EGA’s Kox believes that the procedural guidance will not further complicate the already long and complex process of biosimilar development in terms of the time and expense involved, which by her estimate is seven to 10 years and between $70 million and $200 million. EMA’s development of solid guidelines almost a decade ago followed by specific rules for different drug classes helps explain why Europe is much further along than the U.S. in bringing biosimilars to market.
EMA’s directive gives biosimilar developers more certainty and thus more of an incentive than FDA’s approach. While the U.S. agency says that it will make decisions on a product-by-product basis, it hasn’t issued specific guidelines—even in a draft format—for each product type.
Since developing a biosimilars pathway in 2005 and approving its first category of biosimilars a year later, EMA has developed biosimilar guidelines for nine categories of medicines. It progressed from recombinant human insulin to larger molecules including recombinant erythropoietins, mAbs, recombinant interferon beta, recombinant follicle stimulation hormone, and most recently, interferon beta.

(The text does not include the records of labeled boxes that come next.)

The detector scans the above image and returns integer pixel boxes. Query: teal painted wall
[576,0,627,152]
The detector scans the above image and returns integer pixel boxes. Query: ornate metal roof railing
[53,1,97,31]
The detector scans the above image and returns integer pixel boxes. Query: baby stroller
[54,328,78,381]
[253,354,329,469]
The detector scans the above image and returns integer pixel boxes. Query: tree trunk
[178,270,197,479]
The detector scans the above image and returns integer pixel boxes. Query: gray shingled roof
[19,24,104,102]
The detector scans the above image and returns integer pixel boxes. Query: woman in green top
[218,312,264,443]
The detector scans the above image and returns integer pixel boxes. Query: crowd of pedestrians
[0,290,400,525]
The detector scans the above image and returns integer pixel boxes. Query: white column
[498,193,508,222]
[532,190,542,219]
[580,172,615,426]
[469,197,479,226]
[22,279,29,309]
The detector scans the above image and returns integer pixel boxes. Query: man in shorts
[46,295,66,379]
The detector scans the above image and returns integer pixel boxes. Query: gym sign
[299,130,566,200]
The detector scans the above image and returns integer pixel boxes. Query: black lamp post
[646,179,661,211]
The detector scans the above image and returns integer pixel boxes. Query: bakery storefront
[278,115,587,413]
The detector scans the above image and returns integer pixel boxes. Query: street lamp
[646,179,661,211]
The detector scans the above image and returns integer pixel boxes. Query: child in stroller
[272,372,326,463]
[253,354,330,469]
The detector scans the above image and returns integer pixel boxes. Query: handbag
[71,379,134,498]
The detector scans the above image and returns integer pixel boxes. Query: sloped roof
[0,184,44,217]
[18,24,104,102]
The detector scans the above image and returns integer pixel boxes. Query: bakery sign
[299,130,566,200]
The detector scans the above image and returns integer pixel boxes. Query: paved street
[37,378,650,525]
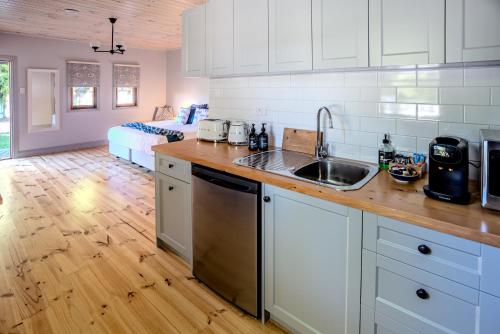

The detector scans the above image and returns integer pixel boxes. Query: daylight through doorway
[0,60,12,160]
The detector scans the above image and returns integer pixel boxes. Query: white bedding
[108,120,197,155]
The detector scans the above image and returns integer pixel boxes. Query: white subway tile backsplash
[464,106,500,125]
[398,87,438,104]
[344,102,378,117]
[209,66,500,180]
[345,71,377,87]
[378,103,417,119]
[439,87,491,105]
[396,119,438,138]
[345,131,378,147]
[360,117,396,133]
[417,69,464,87]
[378,71,417,87]
[417,104,464,123]
[361,87,396,102]
[313,72,345,87]
[491,87,500,106]
[439,122,488,143]
[464,67,500,86]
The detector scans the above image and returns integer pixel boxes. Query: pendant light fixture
[90,17,125,55]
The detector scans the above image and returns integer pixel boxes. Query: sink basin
[293,159,378,190]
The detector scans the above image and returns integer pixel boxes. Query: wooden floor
[0,147,282,334]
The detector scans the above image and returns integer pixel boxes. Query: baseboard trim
[14,140,108,158]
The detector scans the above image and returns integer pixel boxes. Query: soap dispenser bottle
[248,123,259,151]
[259,123,269,151]
[378,134,394,170]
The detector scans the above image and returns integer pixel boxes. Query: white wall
[167,50,209,112]
[0,33,166,152]
[210,67,500,176]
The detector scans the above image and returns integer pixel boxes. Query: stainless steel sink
[234,150,378,190]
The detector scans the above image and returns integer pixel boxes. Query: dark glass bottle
[248,123,259,151]
[259,123,269,151]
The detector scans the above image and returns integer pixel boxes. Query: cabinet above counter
[183,0,500,77]
[153,139,500,247]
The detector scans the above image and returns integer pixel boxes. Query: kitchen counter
[152,139,500,247]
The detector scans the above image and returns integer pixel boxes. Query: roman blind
[67,61,101,87]
[113,64,141,87]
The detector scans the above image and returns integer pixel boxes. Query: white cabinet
[369,0,445,66]
[234,0,269,74]
[207,0,234,76]
[155,154,192,263]
[312,0,368,70]
[269,0,312,72]
[446,0,500,63]
[264,185,362,334]
[181,5,206,77]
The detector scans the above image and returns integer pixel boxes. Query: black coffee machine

FDA, by contrast, is still reviewing comments on its first draft guidance. Today, the agency is holding a public hearing on the matter. Big pharma has already come out as opposed to FDA’s proposals: Abbott has petitioned FDA to reject biosimilar applications for reference products approved before President Obama’s health law took effect on March 23, 2010. It argues that approval would be an unconstitutional taking of trade secrets involved in reference products. When the draft guidances are finalized, the U.S. will start playing catch-up on biosimilars. Till then, Europe will remain ahead of the U.S.
Alex Philippidis is senior news editor at Genetic Engineering & Biotechnology News.